[ecis2016.org] Even as the centre announced a special scheme to address the rising air pollution in Delhi and NCR states, green bodies lamented that the ‘national emergency’ was only tackled briefly and no mention was made, about the National Clean Air Program
Presenting his fifth straight budget in the Lok Sabha, union finance minister Arun Jaitley, on February 1, 2018, said that a special scheme will be executed with the Delhi government and adjoining states, to address the rising air pollution in the national capital. A special scheme will be implemented to support the efforts of the governments of Haryana, Punjab, Uttar Pradesh and the NCT of Delhi, to address air pollution and to subsidise machinery required for in-situ management of crop residue, the minister said.
“The scheme is welcome. The Environment Pollution (Prevention and Control) Authority (EPCA) has already endorsed the report of the sub-committee set up by the prime minister’s office on this issue. However, the scheme has to be implemented quickly. The machines must come before next winter, the season when stubble burning is usually at its peak. The clock is ticking,” Centre for Science and Environment (CSE) director general, Sunita Narain said.
The CSE’s executive director and the head of its Right to Clean Air campaign, Anumita Roychowdhury, said that the Budget does not seem to recognise the urban air pollution challenge, as an issue of national importance. “Air pollution is not a problem that afflicts just the Delhi-NCR region and its adjoining states. Every major city in India is now burdened with it,” she said.
Clean air campaigner, Greenpeace India, Sunil Dahiya, said that mention of air pollution, as a cause of concern by the finance minister showed some hope.
“However, not mentioning the National Clean Air Program (NCAP), which the government committed to late last year in Parliament or not announcing any budgetary allocation for the same, was a disappointment,” he said.
He said that Delhi-NCR is undoubtedly one of the most polluted regions, but as shown in Greenpeace India’s recent report ‘Airpocalypse II’, more than 80 per cent of cities in the country where air quality is monitored, are severely polluted and it impacts 47 million children. “The minister’s budget speech should have addressed the need to increase monitoring stations across the country,” he said.

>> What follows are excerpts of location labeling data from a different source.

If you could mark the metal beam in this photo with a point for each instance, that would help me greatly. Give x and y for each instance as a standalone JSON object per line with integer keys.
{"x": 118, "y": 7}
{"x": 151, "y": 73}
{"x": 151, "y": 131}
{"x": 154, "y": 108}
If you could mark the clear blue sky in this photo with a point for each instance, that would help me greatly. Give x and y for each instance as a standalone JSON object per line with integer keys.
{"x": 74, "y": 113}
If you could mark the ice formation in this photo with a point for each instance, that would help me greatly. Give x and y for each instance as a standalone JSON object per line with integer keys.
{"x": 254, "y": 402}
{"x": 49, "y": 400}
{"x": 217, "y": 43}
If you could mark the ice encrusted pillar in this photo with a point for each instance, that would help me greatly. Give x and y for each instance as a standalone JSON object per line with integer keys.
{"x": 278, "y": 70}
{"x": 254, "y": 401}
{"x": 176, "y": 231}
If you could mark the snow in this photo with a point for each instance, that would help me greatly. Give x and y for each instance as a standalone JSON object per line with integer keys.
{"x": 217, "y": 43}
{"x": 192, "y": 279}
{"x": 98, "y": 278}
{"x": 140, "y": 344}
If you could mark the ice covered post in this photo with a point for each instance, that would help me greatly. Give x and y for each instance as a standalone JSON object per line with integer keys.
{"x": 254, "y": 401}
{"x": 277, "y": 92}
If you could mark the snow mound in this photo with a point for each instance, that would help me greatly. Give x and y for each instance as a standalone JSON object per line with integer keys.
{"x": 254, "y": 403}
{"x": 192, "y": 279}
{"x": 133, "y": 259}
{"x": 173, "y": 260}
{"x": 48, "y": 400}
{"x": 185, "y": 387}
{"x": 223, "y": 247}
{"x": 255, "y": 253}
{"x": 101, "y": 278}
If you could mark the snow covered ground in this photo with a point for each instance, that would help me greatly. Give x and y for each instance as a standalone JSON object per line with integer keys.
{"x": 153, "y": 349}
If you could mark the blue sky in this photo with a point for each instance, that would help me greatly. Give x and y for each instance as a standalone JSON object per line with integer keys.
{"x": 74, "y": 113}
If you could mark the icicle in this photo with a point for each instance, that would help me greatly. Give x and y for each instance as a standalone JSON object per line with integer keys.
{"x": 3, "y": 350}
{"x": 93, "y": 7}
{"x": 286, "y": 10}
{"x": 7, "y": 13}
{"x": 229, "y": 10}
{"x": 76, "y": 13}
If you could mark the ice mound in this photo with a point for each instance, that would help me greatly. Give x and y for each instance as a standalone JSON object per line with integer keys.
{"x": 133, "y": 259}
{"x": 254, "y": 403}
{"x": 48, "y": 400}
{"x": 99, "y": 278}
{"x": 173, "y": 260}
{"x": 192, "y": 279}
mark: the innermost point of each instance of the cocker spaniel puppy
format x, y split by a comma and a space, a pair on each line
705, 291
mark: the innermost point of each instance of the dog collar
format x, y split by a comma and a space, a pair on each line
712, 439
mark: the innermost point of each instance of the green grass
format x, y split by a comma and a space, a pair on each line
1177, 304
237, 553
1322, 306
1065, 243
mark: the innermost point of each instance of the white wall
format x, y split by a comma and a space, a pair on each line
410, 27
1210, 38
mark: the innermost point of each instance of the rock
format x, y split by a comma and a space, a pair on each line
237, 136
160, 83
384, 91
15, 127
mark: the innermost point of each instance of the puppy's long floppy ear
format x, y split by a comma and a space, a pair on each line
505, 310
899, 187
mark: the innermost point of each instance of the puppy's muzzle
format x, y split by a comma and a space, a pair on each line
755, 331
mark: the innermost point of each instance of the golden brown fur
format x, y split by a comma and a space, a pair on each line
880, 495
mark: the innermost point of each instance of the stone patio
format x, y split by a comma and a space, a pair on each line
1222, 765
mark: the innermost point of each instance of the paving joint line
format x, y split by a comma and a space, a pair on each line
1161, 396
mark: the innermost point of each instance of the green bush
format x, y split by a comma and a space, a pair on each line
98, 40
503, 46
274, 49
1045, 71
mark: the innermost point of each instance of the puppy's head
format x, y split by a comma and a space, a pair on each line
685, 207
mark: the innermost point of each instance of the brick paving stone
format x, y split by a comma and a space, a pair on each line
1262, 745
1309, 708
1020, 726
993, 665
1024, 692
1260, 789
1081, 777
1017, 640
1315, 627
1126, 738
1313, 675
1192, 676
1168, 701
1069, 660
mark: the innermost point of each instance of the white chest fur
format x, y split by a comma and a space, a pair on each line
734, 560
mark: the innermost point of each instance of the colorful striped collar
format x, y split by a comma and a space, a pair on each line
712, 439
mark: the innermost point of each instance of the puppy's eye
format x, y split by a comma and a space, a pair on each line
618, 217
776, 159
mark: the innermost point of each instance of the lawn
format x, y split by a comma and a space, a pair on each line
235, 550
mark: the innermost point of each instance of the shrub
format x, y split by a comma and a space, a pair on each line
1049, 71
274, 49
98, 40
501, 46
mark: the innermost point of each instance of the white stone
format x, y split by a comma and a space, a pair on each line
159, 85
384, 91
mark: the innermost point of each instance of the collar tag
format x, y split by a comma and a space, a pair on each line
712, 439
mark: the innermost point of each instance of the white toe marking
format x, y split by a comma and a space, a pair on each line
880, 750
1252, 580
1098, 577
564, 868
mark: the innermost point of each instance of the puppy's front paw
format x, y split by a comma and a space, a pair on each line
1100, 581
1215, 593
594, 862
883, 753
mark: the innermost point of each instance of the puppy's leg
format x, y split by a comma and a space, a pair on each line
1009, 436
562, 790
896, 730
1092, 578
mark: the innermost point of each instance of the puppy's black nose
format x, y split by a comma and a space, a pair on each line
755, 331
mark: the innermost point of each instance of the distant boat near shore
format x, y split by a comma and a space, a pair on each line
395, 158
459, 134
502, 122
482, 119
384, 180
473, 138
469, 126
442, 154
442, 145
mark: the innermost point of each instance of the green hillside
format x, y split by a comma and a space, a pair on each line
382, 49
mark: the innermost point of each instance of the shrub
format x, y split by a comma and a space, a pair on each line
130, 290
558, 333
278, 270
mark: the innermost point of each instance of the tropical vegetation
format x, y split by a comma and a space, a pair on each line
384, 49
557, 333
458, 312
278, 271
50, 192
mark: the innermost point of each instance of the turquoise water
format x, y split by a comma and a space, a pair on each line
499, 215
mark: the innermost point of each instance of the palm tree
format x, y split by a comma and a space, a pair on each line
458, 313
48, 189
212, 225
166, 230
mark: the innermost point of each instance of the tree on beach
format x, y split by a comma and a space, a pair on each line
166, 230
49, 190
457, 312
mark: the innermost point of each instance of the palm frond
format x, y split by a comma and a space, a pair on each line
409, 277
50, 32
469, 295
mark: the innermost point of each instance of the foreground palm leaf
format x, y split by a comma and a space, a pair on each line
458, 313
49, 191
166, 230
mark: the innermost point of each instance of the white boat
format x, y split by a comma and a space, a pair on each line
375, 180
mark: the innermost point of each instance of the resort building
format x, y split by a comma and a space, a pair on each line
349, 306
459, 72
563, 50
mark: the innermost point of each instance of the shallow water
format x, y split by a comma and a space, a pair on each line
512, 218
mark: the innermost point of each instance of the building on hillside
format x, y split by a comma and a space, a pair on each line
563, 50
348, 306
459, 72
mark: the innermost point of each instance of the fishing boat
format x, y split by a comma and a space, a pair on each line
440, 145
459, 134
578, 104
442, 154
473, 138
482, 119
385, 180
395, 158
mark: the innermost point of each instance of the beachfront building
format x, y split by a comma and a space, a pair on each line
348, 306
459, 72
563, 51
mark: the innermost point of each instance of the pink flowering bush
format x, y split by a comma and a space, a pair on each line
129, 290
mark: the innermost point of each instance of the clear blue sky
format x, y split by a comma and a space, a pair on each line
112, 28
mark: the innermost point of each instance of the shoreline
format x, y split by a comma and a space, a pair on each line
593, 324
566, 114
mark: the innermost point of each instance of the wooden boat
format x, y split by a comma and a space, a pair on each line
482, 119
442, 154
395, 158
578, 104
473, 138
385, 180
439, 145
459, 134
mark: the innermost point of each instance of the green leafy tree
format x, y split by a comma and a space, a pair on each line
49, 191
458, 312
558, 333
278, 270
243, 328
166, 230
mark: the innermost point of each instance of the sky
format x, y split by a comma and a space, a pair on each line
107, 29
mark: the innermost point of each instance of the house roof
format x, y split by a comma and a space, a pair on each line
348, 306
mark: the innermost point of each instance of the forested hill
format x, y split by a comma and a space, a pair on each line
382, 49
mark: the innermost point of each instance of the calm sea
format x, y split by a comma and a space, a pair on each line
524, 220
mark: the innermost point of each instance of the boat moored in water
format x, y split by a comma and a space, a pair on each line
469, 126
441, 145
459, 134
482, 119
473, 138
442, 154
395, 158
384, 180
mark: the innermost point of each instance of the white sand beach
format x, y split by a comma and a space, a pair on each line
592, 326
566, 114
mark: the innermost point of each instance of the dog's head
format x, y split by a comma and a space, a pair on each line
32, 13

He pointed out that while agricultural ‘biomass burning’ was an important issue to tackle, fighting air pollution required efforts to bring down pollution from many sources such as vehicles, coal-fired power plants, industries and brick kilns. “Having a comprehensive, systematic, time-bound Clean Air Action Plan with clear financing mechanisms and fixed accountabilities, is the only way we can start progressing,” Dahiya said.
The Energy and Resources Institute (TERI) said that the government must recognise that air pollution is not an NCR issue alone.
“Delhi is only one of the seven Indian cities in the top 15 most polluted cities globally, as measured by PM2.5 levels (WHO database of 2016). India as a whole has been ranked among the bottom five of the 180 countries, on the Environmental Performance Index (EPI) 2018, developed by the Yale and Columbia universities, along with the World Economic Forum. This overall low ranking – 177 among 180 countries – was linked to poor performance in the environmental health policy and deaths due to air pollution categories,” TERI said.